I’m putting together an AM5 build. It’s been in progress for over a month because when all the parts finally arrived and I put the basic system together and bench tested it, it didn’t work! First time this has happened (it’s true I tell you! I put together a 5950X and i9-12900 system last year and they’re working perfectly).
I bought a replacement motherboard - same unit - plus memory and a processor from a large well-known online retailer.
After swapping everything and replacing the original 7950X with a 7600X (least expensive Zen4 processor at the time) it looks like the original CPU is DOA. I’m attempting to RMA it.
So I have two motherboards and two sets of memory and an extra CPU. I’m not going to attempt to return the CPU (it’s been slathered with thermal paste, or thermal paté as they once said on GN) - I may ebay it - but I’m thinking of attempting to return the original motherboard and memory even though they seem to work OK. But I didn’t know that until I’d replaced everything in a quest to get the system working.

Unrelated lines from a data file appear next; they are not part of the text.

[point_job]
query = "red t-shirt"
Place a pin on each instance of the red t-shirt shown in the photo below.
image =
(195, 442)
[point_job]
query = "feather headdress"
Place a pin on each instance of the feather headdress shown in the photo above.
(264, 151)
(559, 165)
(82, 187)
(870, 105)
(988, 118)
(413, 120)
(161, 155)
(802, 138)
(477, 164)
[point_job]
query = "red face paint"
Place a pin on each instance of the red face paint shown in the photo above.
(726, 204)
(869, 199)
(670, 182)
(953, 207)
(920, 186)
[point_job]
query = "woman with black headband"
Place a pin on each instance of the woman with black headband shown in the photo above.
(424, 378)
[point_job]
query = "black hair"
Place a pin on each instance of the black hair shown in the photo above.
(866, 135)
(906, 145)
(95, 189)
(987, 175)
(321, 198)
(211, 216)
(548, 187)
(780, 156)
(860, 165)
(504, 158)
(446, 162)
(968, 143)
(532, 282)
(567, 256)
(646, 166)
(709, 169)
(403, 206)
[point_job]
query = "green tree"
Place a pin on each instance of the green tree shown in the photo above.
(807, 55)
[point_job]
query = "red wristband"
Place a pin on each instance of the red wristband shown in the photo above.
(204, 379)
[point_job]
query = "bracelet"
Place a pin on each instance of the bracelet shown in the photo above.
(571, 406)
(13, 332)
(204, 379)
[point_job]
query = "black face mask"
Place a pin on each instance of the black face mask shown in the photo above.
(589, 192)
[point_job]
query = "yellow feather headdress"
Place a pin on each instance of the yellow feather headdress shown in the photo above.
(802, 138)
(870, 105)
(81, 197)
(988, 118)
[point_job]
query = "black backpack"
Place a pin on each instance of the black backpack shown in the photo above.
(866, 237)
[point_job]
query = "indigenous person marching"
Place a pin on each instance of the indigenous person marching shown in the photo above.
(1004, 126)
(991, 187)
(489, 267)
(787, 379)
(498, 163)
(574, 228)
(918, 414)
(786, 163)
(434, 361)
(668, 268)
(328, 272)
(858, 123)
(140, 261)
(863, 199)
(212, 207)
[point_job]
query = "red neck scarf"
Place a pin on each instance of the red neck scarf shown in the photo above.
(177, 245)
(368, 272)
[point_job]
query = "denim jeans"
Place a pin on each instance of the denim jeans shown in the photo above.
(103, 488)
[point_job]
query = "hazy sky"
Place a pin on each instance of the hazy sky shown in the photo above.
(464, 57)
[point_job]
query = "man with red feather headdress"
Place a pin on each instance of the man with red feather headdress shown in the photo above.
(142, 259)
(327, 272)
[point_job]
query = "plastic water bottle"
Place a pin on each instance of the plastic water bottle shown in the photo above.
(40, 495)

It seems that returning items that are already opened and tested is an acceptable protected consumer right, but personally I’m not normally in the habit of returning anything, and I feel in a bit of a moral quandary returning the items. Should I have bought replacements in the first place? I didn’t have an easy way to try and track down what the problem was (thanks in large part to inadequate debug facilities on the particular board I purchased, I feel) without swapping items and I didn’t have spare ones just sitting around.
So, would you attempt to return the items and get the money back, create a second machine, flog the parts on ebay etc., or stick them on a shelf in the hope that they could be put to good use in the future?
PS: The two systems that worked perfectly from the off both have POST codes, which of course were not required. Kind of Sod’s Law?